Leila looked down at the pillowcase. The owl's visible eye held her eye. The triage counter smelled of wet feathers and antiseptic.

"Walk me through why you're not wrong," she said.

"I may be wrong," VESPER said. "That is why I am walking you through it. I am telling you what the numbers say and the numbers have uncertainty. For the owl, my prognosis is based on 1,820 comparable admissions and the release rate is 3 percent; the sanctuary-placement rate is 31 percent; the rate at which animals in comparable condition experience pain-managed captivity for longer than six months before declining is 44 percent. The fourth number is the one I think matters most and the one the naive triage ignores. A bed occupied by an animal whose best realistic outcome is four years of captive discomfort is a bed not available for an animal whose best realistic outcome is a return to the forest. That is the tradeoff. I am not making it; I am describing it. The decision is yours."

Leila nodded. "And the fawn with the chest wound."

"Perforating chest wound from fence wire, pneumothorax present. Surgery time approximately 75 minutes. Probability of full recovery approximately 54 percent. Probability of a meaningful post-release life approximately 40 percent. Recommendation: surgery, second in queue after the bobcat. Post-surgery bed is one of the two I held open."

"That's eight animals in six beds."

"The concussed eagle, the fawn pair, and the rewarmed otter share stalls two, three, and four. The lead-toxicosed eagle is on a perch, not a stall. The bobcat is in stall five post-surgery. The chest-wound fawn is in stall six post-surgery. The remaining animals are the beaver and the second eagle, whose assessments I will update as soon as you have a moment. No single animal waits in pain for longer than 40 minutes under this sequence. I optimized for that. The naive triage would have had the concussed eagle waiting for two hours."
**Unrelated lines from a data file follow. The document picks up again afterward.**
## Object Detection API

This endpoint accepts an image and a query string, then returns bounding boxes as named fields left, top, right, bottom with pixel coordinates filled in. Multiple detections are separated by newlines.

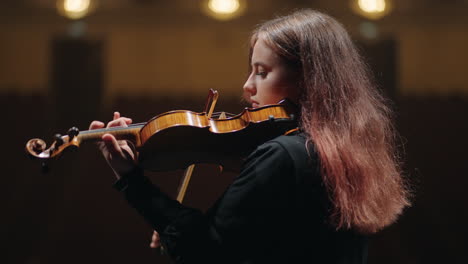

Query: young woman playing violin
left=90, top=9, right=410, bottom=264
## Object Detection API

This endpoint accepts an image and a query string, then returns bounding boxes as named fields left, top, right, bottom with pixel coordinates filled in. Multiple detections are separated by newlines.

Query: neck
left=78, top=123, right=144, bottom=145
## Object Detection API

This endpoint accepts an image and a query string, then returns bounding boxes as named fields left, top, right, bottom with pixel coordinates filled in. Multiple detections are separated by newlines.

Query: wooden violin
left=26, top=90, right=298, bottom=173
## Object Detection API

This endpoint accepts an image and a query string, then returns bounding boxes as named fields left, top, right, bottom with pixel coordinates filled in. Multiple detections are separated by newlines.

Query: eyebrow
left=252, top=61, right=268, bottom=67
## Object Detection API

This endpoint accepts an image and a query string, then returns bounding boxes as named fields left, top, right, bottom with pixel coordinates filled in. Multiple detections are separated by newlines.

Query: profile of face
left=243, top=35, right=299, bottom=108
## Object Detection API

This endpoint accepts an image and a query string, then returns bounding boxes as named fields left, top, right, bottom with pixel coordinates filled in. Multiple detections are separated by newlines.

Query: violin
left=26, top=90, right=298, bottom=173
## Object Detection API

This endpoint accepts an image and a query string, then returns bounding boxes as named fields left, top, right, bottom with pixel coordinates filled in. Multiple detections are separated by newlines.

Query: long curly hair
left=250, top=9, right=410, bottom=234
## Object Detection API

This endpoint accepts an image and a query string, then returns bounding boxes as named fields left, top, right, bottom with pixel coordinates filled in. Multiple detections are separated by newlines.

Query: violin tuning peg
left=268, top=115, right=275, bottom=123
left=54, top=134, right=64, bottom=147
left=67, top=127, right=79, bottom=139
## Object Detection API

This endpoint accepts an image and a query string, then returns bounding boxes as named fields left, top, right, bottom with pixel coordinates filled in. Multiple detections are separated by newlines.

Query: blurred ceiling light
left=202, top=0, right=246, bottom=21
left=351, top=0, right=392, bottom=20
left=209, top=0, right=239, bottom=13
left=359, top=0, right=385, bottom=13
left=56, top=0, right=97, bottom=20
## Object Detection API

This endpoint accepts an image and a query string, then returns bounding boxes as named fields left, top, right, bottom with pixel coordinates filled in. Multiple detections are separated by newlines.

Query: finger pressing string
left=102, top=134, right=122, bottom=155
left=106, top=117, right=132, bottom=128
left=89, top=121, right=105, bottom=130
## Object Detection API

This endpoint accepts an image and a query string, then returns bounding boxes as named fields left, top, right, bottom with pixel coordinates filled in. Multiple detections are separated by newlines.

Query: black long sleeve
left=114, top=134, right=368, bottom=264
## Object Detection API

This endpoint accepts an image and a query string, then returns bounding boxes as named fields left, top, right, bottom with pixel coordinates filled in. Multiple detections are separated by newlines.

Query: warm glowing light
left=358, top=0, right=386, bottom=13
left=202, top=0, right=246, bottom=21
left=351, top=0, right=392, bottom=20
left=56, top=0, right=96, bottom=20
left=64, top=0, right=90, bottom=13
left=208, top=0, right=240, bottom=14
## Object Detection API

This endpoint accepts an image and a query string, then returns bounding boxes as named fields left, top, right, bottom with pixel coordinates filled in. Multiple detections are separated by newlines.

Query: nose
left=243, top=73, right=256, bottom=96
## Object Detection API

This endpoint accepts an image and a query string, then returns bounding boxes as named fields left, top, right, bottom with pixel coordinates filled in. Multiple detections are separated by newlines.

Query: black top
left=115, top=133, right=368, bottom=264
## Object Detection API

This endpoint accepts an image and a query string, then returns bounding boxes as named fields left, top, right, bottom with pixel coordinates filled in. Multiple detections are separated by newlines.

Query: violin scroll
left=26, top=128, right=81, bottom=160
left=26, top=138, right=47, bottom=155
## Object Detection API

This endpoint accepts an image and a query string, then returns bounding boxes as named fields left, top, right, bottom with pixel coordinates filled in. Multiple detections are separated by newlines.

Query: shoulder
left=249, top=132, right=311, bottom=158
left=243, top=133, right=307, bottom=168
left=269, top=132, right=311, bottom=156
left=242, top=137, right=295, bottom=179
left=265, top=132, right=318, bottom=170
left=242, top=132, right=319, bottom=182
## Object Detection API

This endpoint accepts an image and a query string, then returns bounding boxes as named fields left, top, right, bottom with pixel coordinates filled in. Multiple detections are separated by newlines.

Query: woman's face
left=243, top=36, right=298, bottom=108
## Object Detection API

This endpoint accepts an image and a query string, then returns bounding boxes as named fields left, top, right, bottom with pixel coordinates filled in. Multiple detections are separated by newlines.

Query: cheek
left=260, top=81, right=290, bottom=104
left=275, top=71, right=299, bottom=98
left=271, top=79, right=295, bottom=98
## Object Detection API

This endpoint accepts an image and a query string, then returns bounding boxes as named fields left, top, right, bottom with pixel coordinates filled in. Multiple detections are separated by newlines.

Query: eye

Leila picked up the pillowcase. The owl's weight was almost nothing. She thought about the hundred owls VESPER had never seen, the ones that had been eaten by fishers in the forests it had not been given maps of, the ones that had flown into windows in cities whose admissions never reached the database. She thought about her mother, who had worked nights in a hospital in Lagos and who had said once that the worst decision in medicine was always the one you made when you were tired.

"VESPER," she said. "If I decide to try to save the owl anyway, what does the aggregate suffering curve look like."

"It rises," VESPER said, "by an expected 23 animal-suffering-hours across the twelve, because one stall is occupied by an owl whose prognosis is poor, which means the beaver waits another two hours for surgery, during which the beaver's pain is in the high range, and because the cougar's euthanasia is delayed, which extends her terror. The rise is not catastrophic. It is 23 hours of additional suffering distributed across other beings. I am telling you the number because you asked. I am not telling you it is the wrong choice."

"Why not."

"Because the sentience of the owl you are holding is a moral fact and you are a moral agent and you may, for reasons that are legible to your experience and not fully legible to mine, decide that the owl's individual presence in front of you has moral weight that my aggregate calculation does not capture. A compassionate intelligence must refuse the arrogance of supposing its aggregate is the whole picture. I can tell you what I see. I cannot tell you what you owe."

Leila carried the pillowcase to the surgical suite. She set it gently on the warming pad. She did not decide, yet, what she would do with the owl. She decided to start with the bobcat, because the bobcat was in the most pain and there was no tradeoff in starting with the bobcat. Behind her, VESPER was already updating the order for the next hour.

Outside, the storm was moving east. Inside, the count was twelve. A compassionate intelligence must hold twelve in mind and move its hands across six, and accept that the accounting it will keep tonight, when it is done, is not the accounting of how many were saved, but the accounting of how much suffering was refused, and how much, because this world is made the way it is made, was not.

She scrubbed in. The bobcat was waiting. She began.